Although no patients initially presented with bladder lesions, there was development of lower tract lesions in seven of the 13 patients over time, with most being found ≤10 months of initial ureteroscopic treatment. This rate of bladder tumour recurrence is slightly higher than reported ureteroscopic series for UTUC in which patients without prior bladder tumours went on to develop them after initial ureteroscopic treatment 26–45% of the time and developed them within 13–29 months of initial treatment [7, 11, 22, 23]. In comparison, Matsui et al. [24] reported a 42% rate of bladder tumour development in patients without prior lower tract lesions at a median follow-up of 39 months after open or laparoscopic NU. Although there were few patients in the present study, there was a relatively high rate of new bladder lesions in a relatively short duration after initial ureteroscopic treatment. This suggests the potential for downstream tumour seeding of the bladder after ureteroscopic treatment of UTUC in these patients, especially since UCs of the bladder are not considered part of the tumour spectrum in HNPCC. The common finding of new bladder tumour development in this patient cohort raises the need for future consideration of postoperative intravesical MMC administration. In patients with no previous bladder cancer history undergoing NU for UTUC, O'Brien et al. [25] reported a single postoperative dose of intravesical MMC decreased bladder tumour development within 12 months to 16% vs 27% in untreated controls. The effect of intravesical MMC to reduce bladder lesion development after ureteroscopic tumour ablation is unknown but might be beneficial with little adverse effects. Therefore, this area clearly warrants further study.

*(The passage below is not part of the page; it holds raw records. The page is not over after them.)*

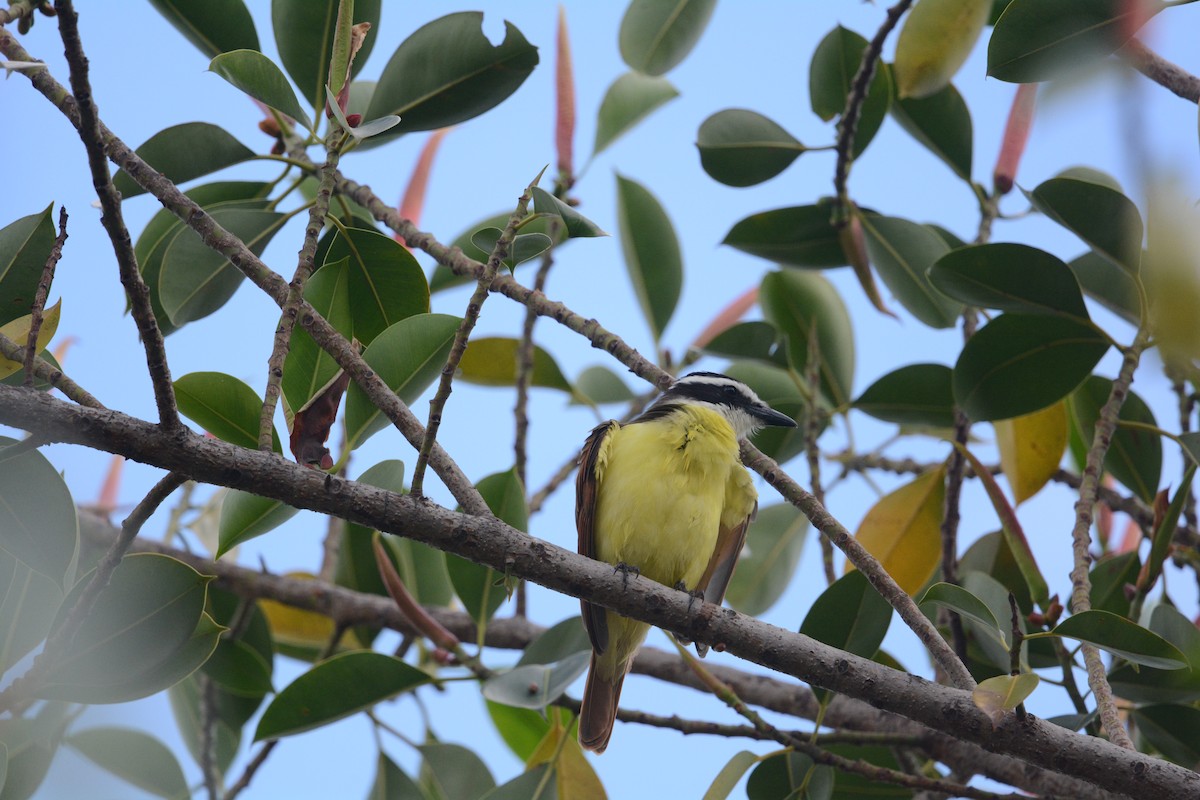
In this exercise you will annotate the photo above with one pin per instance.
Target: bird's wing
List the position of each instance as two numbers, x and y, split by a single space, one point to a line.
587 493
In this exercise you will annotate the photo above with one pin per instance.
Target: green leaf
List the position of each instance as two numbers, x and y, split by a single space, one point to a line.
222 405
196 280
1135 455
24 246
802 302
743 148
795 236
385 282
407 356
919 394
630 98
1019 364
136 757
185 151
492 361
335 689
903 252
652 252
145 632
258 77
655 36
577 226
1099 215
768 560
215 26
37 515
449 72
1121 637
1011 277
535 686
942 124
834 65
245 516
304 32
1038 40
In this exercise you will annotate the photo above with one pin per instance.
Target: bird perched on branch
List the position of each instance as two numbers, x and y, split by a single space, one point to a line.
664 497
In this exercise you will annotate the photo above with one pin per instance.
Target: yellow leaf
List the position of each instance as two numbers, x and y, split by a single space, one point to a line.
935 41
18 331
1031 447
903 530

The overall survival rate for patients in this series was 11/13 with mean follow-up of 59 months. Two patients in the series died; one from metastatic colon cancer and the other from metastatic adenocarcinoma of the duodenum. One patient did go on to develop metastatic disease from UTUC. This patient had a solitary kidney. Including this patient, our kidney-sparing rate was 14/15 (93%). Two patients required extirpative surgery after ureteroscopic management. One laparoscopic NU was performed in the series for a non-functioning kidney after proximal ureteric stricture development. Final pathology showed urothelial cell dysplasia. Another patient who underwent segmental ureterectomy for high-grade UTUC showed only focal high-grade dysplasia with no invasive carcinoma on final pathology. These two cases show the potential treatment effectiveness of ureteroscopic laser coagulation and ablation.

In conclusion, this series represents the first report of ureteroscopic treatment of UTUC in patients with HNPCC with confirmed MSH-2 mutations. As a group, they are considerably younger than sporadic UTUC cases. From the present data, it appears that these patients have a relatively high rate of metachronous bilateral disease, making conservative therapy with ureteroscopy more attractive, as to avoid chronic renal insufficiency in these younger patients. A potential disadvantage to ureteroscopy in this population is the risk of ureteric stricture formation given greater propensity for tumour involvement of the ureter vs the intra-renal collecting system and the often, simultaneous history of other primary pelvic malignancies and radiation treatment. Additionally, new bladder tumour development is common. Urologists should be reminded of the importance of obtaining a detailed family history in patients with UTUC. Those individuals who fit Amsterdam Criteria II (see above) [26], or those diagnosed with UTUC at a relatively young age should be considered at high risk for a germline mutation and considered for referral to a genetic counsellor.

Conflict of Interest

Demetrius H. Bagley is a consultant for Cook, Bark and Olympus/ACMI.